Natychmiastowe zwolnienie cywilów przetrzymywanych po krwawym ataku na konwój z pomocą dla Strefy Gazy i zwolnienie przejętych statków - to żądania wysunięte pod adresem Izraela przez sekreatarza generalnego NATO Andersa Fogha Rasmussena.
- Dołączam mój głos do apeli ONZ i Unii Europejskiej na rzecz szybkiego, bezstronnego, wiarygodnego i przejrzystego dochodzenia w sprawie incydentu - oznajmił Rasmussen po specjalnym spotkaniu w Brukseli ambasadorów państw NATO, zwołanym z inicjatywy Turcji. - Przede wszystkim żądam również bezzwłocznego uwolnienia cywilów i okrętów przetrzymywanych przez Izrael - dodał.
Z kolei rzecznik izraelskiego rządu Mark Regev powiedział na antenie CNN, że ci aktywiści, którzy zgodzą się na dobrowolną ekstradycję (tak postąpiło ok. 50 osób) mogą natychmiast opuścić Izrael. W przypadku pozostałych trzeba przeprowadzić procedurę ekstradycyjną, co zabiera sporo czasu.
9 zabitych, setki w więzieniu
W poniedziałkowej operacji izraelskich komandosów przeciwko konwojowi statków z pomocą humanitarną dla rządzonej przez Hamas Strefy Gazy zginęło - według armii izraelskiej - dziewięciu propalestyńskich aktywistów, a około 20 zostało rannych. Wcześniej różne źródła mówiły o 10-19 zabitych.

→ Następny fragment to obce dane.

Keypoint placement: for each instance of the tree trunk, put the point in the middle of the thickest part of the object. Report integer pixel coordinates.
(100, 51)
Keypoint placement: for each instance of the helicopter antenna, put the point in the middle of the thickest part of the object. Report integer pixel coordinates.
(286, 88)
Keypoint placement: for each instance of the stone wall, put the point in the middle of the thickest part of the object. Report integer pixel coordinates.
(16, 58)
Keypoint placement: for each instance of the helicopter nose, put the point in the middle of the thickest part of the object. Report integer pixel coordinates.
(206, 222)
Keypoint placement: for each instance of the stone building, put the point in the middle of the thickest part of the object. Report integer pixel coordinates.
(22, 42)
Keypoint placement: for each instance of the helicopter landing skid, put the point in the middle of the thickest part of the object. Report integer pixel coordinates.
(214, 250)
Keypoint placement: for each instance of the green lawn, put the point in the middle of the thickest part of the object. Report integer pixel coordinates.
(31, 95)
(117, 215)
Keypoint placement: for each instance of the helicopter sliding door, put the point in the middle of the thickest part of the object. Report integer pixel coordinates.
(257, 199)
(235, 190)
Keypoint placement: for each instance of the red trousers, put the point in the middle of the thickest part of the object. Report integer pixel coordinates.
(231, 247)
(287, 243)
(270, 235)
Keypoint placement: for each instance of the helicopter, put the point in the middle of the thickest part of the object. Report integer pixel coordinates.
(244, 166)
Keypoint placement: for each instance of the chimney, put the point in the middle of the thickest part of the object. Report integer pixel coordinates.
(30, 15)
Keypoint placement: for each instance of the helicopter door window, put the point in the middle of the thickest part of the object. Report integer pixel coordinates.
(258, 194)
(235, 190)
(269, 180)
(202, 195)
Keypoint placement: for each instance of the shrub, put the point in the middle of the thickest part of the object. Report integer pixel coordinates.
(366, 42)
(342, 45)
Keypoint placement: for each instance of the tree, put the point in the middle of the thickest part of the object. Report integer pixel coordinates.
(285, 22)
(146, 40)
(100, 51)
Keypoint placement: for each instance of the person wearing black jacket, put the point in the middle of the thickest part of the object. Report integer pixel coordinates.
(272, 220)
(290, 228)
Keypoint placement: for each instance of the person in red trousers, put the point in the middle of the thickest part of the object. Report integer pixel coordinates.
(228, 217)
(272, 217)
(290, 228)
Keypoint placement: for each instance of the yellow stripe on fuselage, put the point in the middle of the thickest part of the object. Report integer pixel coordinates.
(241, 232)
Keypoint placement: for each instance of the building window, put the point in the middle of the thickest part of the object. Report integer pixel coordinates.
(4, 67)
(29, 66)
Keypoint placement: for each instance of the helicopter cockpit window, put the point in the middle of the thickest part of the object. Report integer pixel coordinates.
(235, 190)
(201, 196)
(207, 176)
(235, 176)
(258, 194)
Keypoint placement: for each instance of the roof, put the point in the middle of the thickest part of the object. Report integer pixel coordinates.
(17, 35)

Według wtorkowych doniesień izraelskiego radia, 480 zatrzymanych podczas operacji zgrupowano w więzieniu w porcie Aszdod na południu Izraela, podczas gdy 48 pozostałych odwieziono na lotnisko im. Ben Guriona w Tel Awiwie, skąd mają odlecieć do swoich ojczystych krajów.